Repoussé hors de nos frontières, ce mouvement terroriste ne représente plus qu’une menace résiduelle qui nous oblige cependant à rester très vigilants. C’est pourquoi nous maintiendrons une étroite coopération avec les pays membres de la Commission du Bassin du Lac Tchad qui se sont engagés, fin novembre à Ndjamena et mi-décembre à Abuja, à ne pas baisser la garde.
L’instabilité que j’ai mentionnée n’a pas seulement pris la forme de tensions ou de conflits armés. Elle est aussi la résultante d’une remise en cause de l’équilibre réalisé après la Seconde Guerre mondiale et la fin de la guerre froide. L’Organisation des Nations Unies et son Conseil de Sécurité en étaient les garants.
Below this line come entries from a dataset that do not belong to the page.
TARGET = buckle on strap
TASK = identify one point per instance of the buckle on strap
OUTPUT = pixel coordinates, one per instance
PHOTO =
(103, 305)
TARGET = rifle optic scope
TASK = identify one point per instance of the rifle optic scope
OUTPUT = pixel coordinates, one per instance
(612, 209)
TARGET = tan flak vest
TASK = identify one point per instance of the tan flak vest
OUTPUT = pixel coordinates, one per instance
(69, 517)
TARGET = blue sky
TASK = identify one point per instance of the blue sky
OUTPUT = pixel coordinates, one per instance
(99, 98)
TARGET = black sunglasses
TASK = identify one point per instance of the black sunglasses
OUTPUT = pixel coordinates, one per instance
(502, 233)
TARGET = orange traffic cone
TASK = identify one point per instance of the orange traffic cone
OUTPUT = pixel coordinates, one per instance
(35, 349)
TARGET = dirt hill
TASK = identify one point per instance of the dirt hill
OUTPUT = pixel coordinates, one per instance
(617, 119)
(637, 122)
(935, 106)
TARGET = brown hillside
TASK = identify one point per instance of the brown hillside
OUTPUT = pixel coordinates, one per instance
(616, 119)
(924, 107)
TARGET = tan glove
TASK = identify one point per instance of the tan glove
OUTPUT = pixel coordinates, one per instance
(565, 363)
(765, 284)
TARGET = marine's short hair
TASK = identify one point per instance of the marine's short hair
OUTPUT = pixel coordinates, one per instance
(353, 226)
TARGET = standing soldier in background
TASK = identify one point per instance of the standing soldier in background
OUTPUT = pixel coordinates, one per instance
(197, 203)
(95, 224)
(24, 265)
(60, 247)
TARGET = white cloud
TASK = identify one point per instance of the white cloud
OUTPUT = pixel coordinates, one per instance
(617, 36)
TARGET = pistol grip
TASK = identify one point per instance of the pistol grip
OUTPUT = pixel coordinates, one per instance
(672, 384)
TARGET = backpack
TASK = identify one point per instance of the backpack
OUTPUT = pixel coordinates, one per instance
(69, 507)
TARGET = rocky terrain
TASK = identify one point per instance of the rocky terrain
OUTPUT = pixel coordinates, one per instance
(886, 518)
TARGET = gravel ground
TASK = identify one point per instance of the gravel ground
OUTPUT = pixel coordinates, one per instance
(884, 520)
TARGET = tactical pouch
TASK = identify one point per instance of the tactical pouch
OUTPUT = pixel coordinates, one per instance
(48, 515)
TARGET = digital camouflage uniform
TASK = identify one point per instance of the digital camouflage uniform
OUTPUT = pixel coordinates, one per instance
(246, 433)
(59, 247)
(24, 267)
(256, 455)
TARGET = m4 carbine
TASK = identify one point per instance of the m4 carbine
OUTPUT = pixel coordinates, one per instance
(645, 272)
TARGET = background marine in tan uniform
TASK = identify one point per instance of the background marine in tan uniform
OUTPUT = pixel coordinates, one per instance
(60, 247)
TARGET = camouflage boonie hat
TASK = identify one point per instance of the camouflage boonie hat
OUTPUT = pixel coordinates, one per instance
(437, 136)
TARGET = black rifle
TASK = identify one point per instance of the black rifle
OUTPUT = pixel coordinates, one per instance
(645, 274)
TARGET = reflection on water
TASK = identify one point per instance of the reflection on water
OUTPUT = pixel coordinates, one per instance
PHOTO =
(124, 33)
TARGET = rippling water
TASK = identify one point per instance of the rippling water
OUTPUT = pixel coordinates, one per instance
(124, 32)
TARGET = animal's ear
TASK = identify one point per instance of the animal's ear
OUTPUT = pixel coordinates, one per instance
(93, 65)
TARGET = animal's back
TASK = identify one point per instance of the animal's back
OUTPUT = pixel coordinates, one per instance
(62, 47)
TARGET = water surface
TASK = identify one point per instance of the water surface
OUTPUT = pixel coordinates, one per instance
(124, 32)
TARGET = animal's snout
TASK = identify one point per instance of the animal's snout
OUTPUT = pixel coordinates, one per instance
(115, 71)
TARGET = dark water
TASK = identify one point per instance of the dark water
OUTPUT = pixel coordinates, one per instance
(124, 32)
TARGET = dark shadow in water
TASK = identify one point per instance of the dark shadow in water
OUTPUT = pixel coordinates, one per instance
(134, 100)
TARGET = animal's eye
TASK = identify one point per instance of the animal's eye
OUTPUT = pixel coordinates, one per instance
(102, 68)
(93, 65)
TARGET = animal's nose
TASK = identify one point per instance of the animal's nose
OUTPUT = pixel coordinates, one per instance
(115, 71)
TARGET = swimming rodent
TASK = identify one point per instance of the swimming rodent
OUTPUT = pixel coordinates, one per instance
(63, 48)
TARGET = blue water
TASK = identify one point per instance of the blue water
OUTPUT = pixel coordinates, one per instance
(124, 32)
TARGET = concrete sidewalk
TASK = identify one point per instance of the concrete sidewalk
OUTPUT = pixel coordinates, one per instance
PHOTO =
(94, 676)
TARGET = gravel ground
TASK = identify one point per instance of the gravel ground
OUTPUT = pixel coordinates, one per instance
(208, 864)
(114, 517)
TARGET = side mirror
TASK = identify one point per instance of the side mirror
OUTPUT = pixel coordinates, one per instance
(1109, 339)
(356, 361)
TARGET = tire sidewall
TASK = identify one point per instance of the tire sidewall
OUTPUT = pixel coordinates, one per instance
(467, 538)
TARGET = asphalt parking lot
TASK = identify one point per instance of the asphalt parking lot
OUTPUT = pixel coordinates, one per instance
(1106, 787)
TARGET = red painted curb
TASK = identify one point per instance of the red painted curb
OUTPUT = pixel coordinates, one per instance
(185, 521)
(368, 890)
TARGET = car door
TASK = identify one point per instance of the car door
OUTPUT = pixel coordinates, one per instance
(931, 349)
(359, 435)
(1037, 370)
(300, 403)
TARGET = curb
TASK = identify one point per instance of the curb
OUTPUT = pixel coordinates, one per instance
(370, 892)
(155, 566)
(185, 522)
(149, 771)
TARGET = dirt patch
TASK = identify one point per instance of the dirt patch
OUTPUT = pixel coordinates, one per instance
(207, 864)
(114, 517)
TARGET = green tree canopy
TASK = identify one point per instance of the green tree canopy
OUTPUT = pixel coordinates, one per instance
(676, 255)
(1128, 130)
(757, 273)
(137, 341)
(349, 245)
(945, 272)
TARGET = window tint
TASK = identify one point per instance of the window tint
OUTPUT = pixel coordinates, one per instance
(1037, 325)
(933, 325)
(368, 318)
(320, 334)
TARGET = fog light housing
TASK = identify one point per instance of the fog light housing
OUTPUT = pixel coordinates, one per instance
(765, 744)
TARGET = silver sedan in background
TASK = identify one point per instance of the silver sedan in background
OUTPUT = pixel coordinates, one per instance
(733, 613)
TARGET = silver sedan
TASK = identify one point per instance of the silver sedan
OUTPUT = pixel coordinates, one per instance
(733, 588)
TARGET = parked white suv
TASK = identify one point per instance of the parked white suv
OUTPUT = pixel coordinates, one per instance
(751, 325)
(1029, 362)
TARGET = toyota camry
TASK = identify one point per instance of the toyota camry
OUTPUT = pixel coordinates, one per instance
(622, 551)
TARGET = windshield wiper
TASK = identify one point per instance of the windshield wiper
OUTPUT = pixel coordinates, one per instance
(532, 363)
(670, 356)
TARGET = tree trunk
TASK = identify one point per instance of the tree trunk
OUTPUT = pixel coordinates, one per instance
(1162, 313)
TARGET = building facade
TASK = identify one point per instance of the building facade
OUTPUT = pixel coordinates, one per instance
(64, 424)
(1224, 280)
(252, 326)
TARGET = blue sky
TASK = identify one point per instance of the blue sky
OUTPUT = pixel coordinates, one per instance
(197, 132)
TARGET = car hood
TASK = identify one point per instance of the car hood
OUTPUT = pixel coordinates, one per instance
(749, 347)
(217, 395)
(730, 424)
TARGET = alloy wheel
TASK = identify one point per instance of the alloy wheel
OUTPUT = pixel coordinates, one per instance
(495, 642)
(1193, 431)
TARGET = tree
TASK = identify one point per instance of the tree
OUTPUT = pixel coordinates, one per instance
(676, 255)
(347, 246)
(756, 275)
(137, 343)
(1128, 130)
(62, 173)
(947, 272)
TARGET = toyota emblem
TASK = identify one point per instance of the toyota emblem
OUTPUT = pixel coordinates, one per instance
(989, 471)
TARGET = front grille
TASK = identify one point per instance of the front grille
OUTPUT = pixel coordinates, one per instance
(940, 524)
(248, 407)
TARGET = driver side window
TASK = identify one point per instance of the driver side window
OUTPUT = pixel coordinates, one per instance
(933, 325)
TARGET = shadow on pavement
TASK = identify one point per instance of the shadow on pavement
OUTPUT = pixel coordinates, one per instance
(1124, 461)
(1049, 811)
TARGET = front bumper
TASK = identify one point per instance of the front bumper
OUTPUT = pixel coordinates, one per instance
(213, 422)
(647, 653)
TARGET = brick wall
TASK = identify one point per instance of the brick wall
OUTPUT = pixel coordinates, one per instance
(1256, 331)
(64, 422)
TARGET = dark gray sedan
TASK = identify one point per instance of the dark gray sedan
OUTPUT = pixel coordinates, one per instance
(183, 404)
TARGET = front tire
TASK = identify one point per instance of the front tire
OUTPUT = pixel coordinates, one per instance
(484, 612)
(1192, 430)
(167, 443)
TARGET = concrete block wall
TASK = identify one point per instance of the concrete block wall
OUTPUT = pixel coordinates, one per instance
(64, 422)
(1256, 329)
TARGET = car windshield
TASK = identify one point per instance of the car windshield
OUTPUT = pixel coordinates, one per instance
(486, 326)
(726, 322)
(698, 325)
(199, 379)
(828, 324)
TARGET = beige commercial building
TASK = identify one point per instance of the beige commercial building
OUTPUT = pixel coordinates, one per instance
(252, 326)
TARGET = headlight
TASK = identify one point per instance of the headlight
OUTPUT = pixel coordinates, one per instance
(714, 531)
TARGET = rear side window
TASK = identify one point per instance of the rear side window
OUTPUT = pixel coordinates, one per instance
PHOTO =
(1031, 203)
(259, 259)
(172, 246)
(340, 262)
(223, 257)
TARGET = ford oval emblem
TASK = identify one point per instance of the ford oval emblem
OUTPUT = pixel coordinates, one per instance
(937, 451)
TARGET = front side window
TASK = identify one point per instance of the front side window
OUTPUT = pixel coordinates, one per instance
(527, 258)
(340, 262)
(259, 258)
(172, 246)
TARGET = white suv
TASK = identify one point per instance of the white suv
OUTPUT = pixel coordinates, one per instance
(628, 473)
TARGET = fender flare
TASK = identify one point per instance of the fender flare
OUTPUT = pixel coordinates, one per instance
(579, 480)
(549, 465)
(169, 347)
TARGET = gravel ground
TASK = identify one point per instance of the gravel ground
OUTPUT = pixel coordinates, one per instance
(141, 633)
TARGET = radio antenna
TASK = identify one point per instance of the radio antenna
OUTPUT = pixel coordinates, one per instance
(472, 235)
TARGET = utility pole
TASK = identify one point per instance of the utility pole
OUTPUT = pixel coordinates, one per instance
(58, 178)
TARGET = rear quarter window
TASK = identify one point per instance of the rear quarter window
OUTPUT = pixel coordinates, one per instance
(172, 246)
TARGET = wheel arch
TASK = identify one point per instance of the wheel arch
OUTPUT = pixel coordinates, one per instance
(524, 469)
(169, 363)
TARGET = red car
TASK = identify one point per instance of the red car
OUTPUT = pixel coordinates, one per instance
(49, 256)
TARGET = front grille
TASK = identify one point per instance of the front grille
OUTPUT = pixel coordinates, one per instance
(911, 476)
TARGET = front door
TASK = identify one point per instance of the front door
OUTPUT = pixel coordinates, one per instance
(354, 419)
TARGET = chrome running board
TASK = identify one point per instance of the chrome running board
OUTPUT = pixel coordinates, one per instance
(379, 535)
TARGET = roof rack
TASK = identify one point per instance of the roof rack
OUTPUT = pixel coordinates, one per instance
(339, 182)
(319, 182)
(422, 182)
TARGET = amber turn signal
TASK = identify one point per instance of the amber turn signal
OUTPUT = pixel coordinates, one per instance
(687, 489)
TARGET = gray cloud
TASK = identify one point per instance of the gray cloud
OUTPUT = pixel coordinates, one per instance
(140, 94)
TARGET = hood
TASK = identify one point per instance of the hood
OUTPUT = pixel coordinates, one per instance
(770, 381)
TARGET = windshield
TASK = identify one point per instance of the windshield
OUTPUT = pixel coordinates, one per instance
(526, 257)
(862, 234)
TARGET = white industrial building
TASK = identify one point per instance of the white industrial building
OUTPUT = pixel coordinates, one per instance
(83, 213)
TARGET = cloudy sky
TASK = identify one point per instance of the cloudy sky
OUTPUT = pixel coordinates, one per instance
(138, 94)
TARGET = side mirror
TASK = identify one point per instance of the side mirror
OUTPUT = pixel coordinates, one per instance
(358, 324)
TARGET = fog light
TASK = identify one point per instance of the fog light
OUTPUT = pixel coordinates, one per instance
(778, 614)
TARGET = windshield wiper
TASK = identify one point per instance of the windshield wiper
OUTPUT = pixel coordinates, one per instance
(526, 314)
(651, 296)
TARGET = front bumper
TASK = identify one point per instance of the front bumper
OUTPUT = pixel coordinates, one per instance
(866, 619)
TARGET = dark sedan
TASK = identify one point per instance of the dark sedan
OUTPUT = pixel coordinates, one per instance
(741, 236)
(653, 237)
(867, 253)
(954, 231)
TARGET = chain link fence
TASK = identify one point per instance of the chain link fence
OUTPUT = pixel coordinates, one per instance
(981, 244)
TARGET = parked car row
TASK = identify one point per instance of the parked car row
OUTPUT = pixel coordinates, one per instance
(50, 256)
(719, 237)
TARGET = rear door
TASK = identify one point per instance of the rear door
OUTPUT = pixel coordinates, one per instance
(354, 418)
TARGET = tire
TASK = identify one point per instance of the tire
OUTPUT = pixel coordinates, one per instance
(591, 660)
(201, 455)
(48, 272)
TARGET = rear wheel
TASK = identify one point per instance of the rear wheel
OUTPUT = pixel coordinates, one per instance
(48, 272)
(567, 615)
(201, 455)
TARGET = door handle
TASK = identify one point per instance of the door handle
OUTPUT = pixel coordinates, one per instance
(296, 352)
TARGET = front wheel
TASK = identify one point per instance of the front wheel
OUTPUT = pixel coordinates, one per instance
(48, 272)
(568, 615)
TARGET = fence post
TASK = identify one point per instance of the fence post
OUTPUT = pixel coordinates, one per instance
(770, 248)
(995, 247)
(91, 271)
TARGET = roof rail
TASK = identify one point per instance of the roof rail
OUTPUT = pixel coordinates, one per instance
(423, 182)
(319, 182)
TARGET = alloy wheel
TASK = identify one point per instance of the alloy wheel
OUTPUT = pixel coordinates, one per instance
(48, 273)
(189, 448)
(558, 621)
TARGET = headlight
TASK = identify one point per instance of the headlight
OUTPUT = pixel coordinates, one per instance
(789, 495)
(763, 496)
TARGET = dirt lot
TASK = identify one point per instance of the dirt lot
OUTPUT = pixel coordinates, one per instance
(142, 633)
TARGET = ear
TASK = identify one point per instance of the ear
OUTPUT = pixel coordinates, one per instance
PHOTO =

Au cours des dernières décennies, ce système de sécurité collective a eu le mérite d’éviter le déclenchement d’un conflit global et de permettre, après bien des péripéties, à de nombreux pays parvenus nouvellement à la souveraineté, de vivre en paix et d’engager des processus de développement. C’est dans ce contexte que la mondialisation des échanges a fini par s’accélérer.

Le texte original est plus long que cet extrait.